■戦争にはいろいろ必要だ



前回見たB-10の後継戦略爆撃機、ダグラスB-18A ボロ。
名前からしてダメダメ感がただよってますが、実際ダメダメな爆撃機でした。
それでも戦前、予算がなかったアメリカ陸軍では一時的に主力爆撃機となっていた機体です。
その割にはほとんど知られてませんけどね。
ついでにBOLOはアメリカのスラングで、鉄砲がヘタなヤツ、の事なんですが、
そんな名前、なんでつけたの?あるいは私の知らない意味もあるのかしらむ。
ちなみにこの機体、カナダ、ブラジルの空軍でも使われたようです。

青いダボハゼ、マーチンB-10の後継機であり、名前から判るようにB-17と同世代の機体です。
両者は1934年の陸軍爆撃機の競争試作募集に応じて造られた機体で、
このB-18がその勝者となって契約を勝ち取ったのでした。
ただし性能的にはB-17が圧勝で、この機体が選ばれたのは
当時の貧乏なアメリカ陸軍でも、一定の数(350機前後)揃えられるだけ安価だったからでした(涙)。
性能試験で完敗しながら、安いから競作に買った、というちょっと変った機体でもあります。
(ただし当初の5万ドル前後の見積もりからは値上がりし最終的には約8万ドルになったらしい。
が、それでもB-17の1/3以下の価格だった)、

この角度から見ると判りにくいですが、胴体後部、特に尾翼周辺はダグラスの傑作旅客機DC-3にそっくりで、
実際、この機体はDC-3と同じくDC-2旅客機からの改造で作られてます。
その分、コストは低く、価格も安価だったのですが
所詮は排気タービンも無い双発エンジン、旅客機からの改造であり、B-17に比べると
最高速度で時速80マイル(約130q/h)近く遅く、防御装甲なども無いに等しいものでした。
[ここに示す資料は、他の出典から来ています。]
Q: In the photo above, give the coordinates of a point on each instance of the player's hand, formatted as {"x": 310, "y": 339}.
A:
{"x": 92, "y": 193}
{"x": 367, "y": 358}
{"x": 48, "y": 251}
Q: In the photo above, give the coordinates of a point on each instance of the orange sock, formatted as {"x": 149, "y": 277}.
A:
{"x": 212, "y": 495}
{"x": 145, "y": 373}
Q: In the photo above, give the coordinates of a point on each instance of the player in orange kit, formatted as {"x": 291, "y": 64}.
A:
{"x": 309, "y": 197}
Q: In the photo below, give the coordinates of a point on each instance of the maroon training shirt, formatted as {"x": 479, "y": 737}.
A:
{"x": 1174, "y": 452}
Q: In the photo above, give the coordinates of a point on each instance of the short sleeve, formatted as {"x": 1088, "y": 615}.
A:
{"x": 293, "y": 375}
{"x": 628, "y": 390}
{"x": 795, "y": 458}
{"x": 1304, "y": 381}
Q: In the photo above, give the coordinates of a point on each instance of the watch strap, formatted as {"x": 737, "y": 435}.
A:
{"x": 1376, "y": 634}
このため350機前後が生産されたものの、アメリカ参戦が濃厚になった後は、
競争試作で下した相手のB-17に主力爆撃機の座を譲り
後は対潜哨戒や観測機として使われてました。

展示の機体は1942年まで現役だったのを1971年ごろ、この博物館でレストアしたもの。
この機体も無塗装ですが、当然、1944年1月よりずっと前に生産されたものですから、
これも予算不足じゃないかなあ…



こちらは陸軍が使ってた空中投下型のMk.53対潜機雷。
どうもB-18が対潜哨戒任務で使ってたものみたいです。



大戦参加後、初期のアメリカ陸軍主力戦闘機となったカーチスP-40のE型 ウォーホーク。
当時のアメリカの新型戦闘機3姉妹の中の1機ですね。
(ロッキードP-38、ベルP-39、カーチスP-40)

基本的には先に見たP-36に液冷エンジンを積んだだけの機体で、
このため新型三姉妹の中では最も早く配備が始まってました。
その分、特に目新しい機体では無いのですが、6000m前後の中高度以下でなら、そこそこの性能はあり、
地上攻撃機が不足していたイギリスは、アメリカ参戦前に、その任務用に購入してます。
この辺りから、ヨーロッパの機体に追いつきつつあった、という感じでしょうか。

E型は二世代目のウォーホークで、本来ならP-40の後継となるXP-46の開発が遅れたため、
急遽開発されたものでした(ちなみにXP-46は最後まで採用されないで終わる…)
そういった経緯もあってP-40の生産数は13000機を超えており、アメリカ陸軍の戦闘機としては
初めての1万機越を果たした機体となりました。

展示の機体は本来はイギリスの向けの輸出用P-40E、すなわちキティホークだったのを
有名な対日義勇軍飛行部隊(といっても実際に参戦したのは真珠湾後、アメリカの宣戦布告後なのだけど)
中国で日本と戦ったフライングタイガースの塗装にしたもの。
いや、フライングタイガースは初期のB型でしょ、と思ったんですが帰国後、調べてみたら
1942年から機種変更して、E型も使っていたのだと初めて知りました。

この機体、本来はおそらくカナダ空軍向けの機体だと思いますが、詳細は不明。